= Garry Starr =

Australian comedian

Garry Starr, the stage name of Australian performer Damien Warren-Smith, is a comedian known for his one-man clown shows including "Garry Starr: Classic Penguins", in which he purports to stage every book of the Penguin classics in 70 minutes while completely naked besides a tailcoat, a top hat, and white Elizabethan ruff.

== Performances ==
Starr's has performed a range of shows covering many genres of performance. In one of his shows, he covered the breadth of Greek mythology.

=== Classic Penguins ===
Since 2024, Starr has performed a 70-minute stage show "Classic Penguins", which has had direction from Cal McCrystal and production by Francesca Moody. In both 2024 and 2026, “Classic Penguins” was a buzzy hit at the Edinburgh Festival Fringe, with the 2026 performances at the very large Pleasance Grand venue.

In the show, Starr claims to be a half-penguin creature intent on preventing the death of literature. In Starr's worldview, each of the works published by Penguin Books were written by actual penguins. To save these written works from falling into obscurity, he performs brief and often absurd performances of them. For example, while displaying a copy of Dracula on a document projector, he puts on fangs and chugs "several liters" of tomato juice. When The Grapes of Wrath is displayed, he invites an audience volunteer on stage and instigates an explosive fight in which they throw grapes at each other. For Wuthering Heights, a rope descends from the ceiling and he uses it to swing himself over the audiences' heads, as an audience member holds a leaf blower at him to illustrate wuthering. Starr stages Moby Dick by playing a song by Moby and dancing, in the words of The New York Times, "pendulously".

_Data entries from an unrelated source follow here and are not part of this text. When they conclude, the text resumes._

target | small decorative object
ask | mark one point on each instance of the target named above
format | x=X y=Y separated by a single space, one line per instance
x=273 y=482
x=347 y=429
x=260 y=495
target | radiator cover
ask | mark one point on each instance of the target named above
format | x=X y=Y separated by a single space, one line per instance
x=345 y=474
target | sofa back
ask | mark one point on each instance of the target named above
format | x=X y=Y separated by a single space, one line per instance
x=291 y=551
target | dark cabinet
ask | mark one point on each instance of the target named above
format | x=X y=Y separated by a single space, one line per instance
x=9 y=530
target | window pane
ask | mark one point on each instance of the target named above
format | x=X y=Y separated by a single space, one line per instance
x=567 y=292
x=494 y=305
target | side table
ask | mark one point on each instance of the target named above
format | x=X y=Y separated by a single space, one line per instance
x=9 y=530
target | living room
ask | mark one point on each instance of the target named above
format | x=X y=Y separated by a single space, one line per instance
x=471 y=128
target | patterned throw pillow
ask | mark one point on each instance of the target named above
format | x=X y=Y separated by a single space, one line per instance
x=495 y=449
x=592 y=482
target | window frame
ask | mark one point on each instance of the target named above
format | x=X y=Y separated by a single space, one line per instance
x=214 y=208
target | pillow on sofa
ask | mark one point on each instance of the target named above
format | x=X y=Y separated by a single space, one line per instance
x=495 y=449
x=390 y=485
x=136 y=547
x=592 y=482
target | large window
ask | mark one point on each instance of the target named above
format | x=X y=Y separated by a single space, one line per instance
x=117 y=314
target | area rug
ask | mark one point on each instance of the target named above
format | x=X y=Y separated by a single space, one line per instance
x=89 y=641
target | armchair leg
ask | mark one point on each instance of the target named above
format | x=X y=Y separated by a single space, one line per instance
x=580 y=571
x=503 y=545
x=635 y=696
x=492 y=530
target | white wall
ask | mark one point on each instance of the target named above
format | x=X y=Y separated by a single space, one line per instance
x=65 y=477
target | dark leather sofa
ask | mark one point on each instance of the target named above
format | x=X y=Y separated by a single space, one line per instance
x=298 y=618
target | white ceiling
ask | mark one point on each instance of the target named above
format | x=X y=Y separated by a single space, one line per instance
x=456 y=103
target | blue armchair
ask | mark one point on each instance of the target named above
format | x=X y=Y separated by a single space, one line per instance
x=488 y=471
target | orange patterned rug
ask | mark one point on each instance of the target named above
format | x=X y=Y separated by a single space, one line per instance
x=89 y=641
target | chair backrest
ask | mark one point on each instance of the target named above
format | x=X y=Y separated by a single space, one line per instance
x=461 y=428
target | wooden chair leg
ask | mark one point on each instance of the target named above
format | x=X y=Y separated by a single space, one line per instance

In The New York Times, theater critic Helen Shaw called it an "explosively silly one-penguin show" and called nudity "both the content and moral of the night", noting his use of his genitals as not only a costume but a prop: "he dangles, he sproings, he helicopters". Shaw compared it to props like Charlie Chaplin's small cane and Groucho Marx's cigar. Starr is praised for his warm and inviting presence, and his use of "sausage" as a term of endearment for audience volunteers.